Sa première saga se déroulait autour des villages de Sainte-Brigitte, Saint-Elphège et Pierreville. La troisième transportait ses lecteurs dans un petit village inventé, «qui ressemble étrangement à Saint-François-du-Lac», sourit-il. Mais encore, la cinquième, qui paraîtra en septembre, se situera cette fois à Sainte-Monique-de-Nicolet. «C'est mon coin, le Centre-du-Québec», plaide-t-il.
L'homme est natif de Montréal, y a passé toute sa vie d'enseignant, mais le Centre-du-Québec est la région de ses grands-parents maternels (Saint-Elphège) et de sa parenté (Sorel et Pierreville). Du côté paternel, on était Montréalais pure laine, et dans ses romans, il rapatrie toutes ses origines, au grand plaisir de ses lecteurs.
Ceux-ci ont toutefois bien failli ne jamais lire sa plume. «Mon premier roman, je l'ai présenté à huit maisons d'édition et on me répondait toujours: Ça ne répond pas à notre ligne éditoriale... Je ne savais même pas ce que cette phrase voulait dire.»

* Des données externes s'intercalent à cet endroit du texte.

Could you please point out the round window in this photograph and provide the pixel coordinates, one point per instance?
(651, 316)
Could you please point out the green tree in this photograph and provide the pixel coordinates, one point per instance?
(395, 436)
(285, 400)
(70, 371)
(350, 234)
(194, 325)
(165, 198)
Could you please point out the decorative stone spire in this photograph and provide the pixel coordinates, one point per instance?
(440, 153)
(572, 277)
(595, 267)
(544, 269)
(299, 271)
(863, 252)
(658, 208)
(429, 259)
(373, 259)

En bout de piste, c'est Hurtubise HMH qui a misé sur sa plume, et qui a gagné le gros lot. Or depuis décembre 2008, voilà que France-Loisirs, (cousine de Québec-Loisirs) le distribue aussi outre-mer. Il compte déjà bon nombre de lecteurs là-bas, qui ont obtenu ses livres via la Librairie du Québec à Paris. Ce fait le sidère autant qu'il le ravit.
Quant à sa propre histoire, elle a de quoi surprendre. Lui, il en sourit tout bonnement. Dans son bureau, outre les deux ordinateurs, se trouve une petite table garnie de morceaux de puzzle. C'est pour la détente, dit-il, tout comme le golf qui occupe ses beaux jours. Le tout entre l'écriture au quotidien et une quarantaine de conférences par année.

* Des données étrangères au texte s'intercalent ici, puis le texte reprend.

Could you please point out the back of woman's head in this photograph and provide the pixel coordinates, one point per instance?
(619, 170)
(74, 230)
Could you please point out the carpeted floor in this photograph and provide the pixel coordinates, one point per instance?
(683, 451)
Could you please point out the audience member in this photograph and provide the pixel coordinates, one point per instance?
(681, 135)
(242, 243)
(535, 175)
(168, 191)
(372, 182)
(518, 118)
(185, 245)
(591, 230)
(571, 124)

«Moi, quand les gens me disent qu'ils ne savent pas quoi faire à leur retraite, je ne comprends pas ça.»
Le repaire de l'imaginaire
Sa maison de Sainte-Brigitte-des-Sault représentait au départ sa maison de campagne, mais il en fait désormais sa demeure principale, son havre de paix où il se donne rendez-vous au quotidien avec un imaginaire qui ne s'essouffle pas.

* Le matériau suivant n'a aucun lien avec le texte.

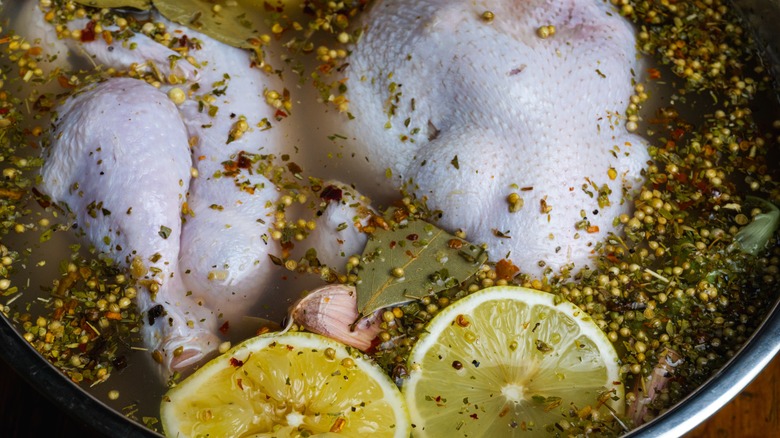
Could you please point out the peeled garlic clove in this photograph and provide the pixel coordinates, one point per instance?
(331, 311)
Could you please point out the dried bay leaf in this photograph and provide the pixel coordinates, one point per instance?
(233, 23)
(411, 262)
(138, 4)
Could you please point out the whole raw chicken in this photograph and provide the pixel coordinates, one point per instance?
(147, 181)
(505, 115)
(515, 138)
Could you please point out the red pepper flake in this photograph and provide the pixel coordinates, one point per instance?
(462, 320)
(506, 270)
(653, 73)
(331, 193)
(88, 33)
(338, 426)
(613, 258)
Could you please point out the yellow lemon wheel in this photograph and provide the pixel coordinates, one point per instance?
(509, 361)
(294, 384)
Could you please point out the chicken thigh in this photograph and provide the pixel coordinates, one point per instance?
(124, 146)
(120, 161)
(505, 115)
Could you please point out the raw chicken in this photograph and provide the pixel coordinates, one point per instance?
(120, 161)
(214, 265)
(470, 104)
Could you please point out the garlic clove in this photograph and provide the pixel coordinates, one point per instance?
(331, 311)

«Je n'ai jamais eu le syndrome de la page blanche. Même que je rêve à mes romans. Le matin, mes scènes sont toutes en place», dit-il. «Parfois, la nuit, je me réveille et mes personnages sont en plein dialogue.»
Pendant qu'il enseignait, il a écrit 152 manuels scolaires et cahiers d'activités pour les élèves de la province.
«J'étais un professeur très exigeant et très sévère», dit-il, mais créatif. Pendant 30 de ses 33 ans d'enseignement, il a écrit des histoires pour ses élèves, pour enrichir leurs vendredis après-midis.
«J'ai adoré l'enseignement, ça m'a manqué beaucoup quand j'ai arrêté.»
Même chose quand il termine l'écriture d'une saga. «C'est un vrai deuil. C'est un monde que je ne revivrai pas. Ça m'affecte pendant deux ou trois jours.» Après quoi, il retombe dans un autre univers, toujours à caractère historique. Car si les lecteurs de Michel David lui sont si reconnaissants, c'est qu'il leur fait revivre le dernier siècle. «Mon intention, c'est de faire l'histoire du 20e siècle au Québec. J'essaie de couvrir tout le siècle, par périodes différentes.»
Pour ce faire, il prend toutefois grand soin de ne pas donner des cours d'histoire. Il préfère inclure les références du temps tout au long de ses romans. «Je m'imagine d'abord et avant tout la période. Qui était au pouvoir, quelles étaient les histoires judiciaires, les chansons populaires, les émissions de radio ou de télévision de l'époque... L'environnement vient en premier, après quoi, je décide où ma famille va demeurer. Viendra ensuite le synopsis...»
Le tout premier roman qu'il a écrit était un heureux accident. «C'était un cadeau pour le 80e anniversaire de ma mère, mais elle l'a adoré, et elle voulait la suite.» La dame a été imitée par des centaines de milliers de Québécois depuis. «La réponse des gens, c'est ce qui m'a le plus étonné. J'en suis estomaqué.»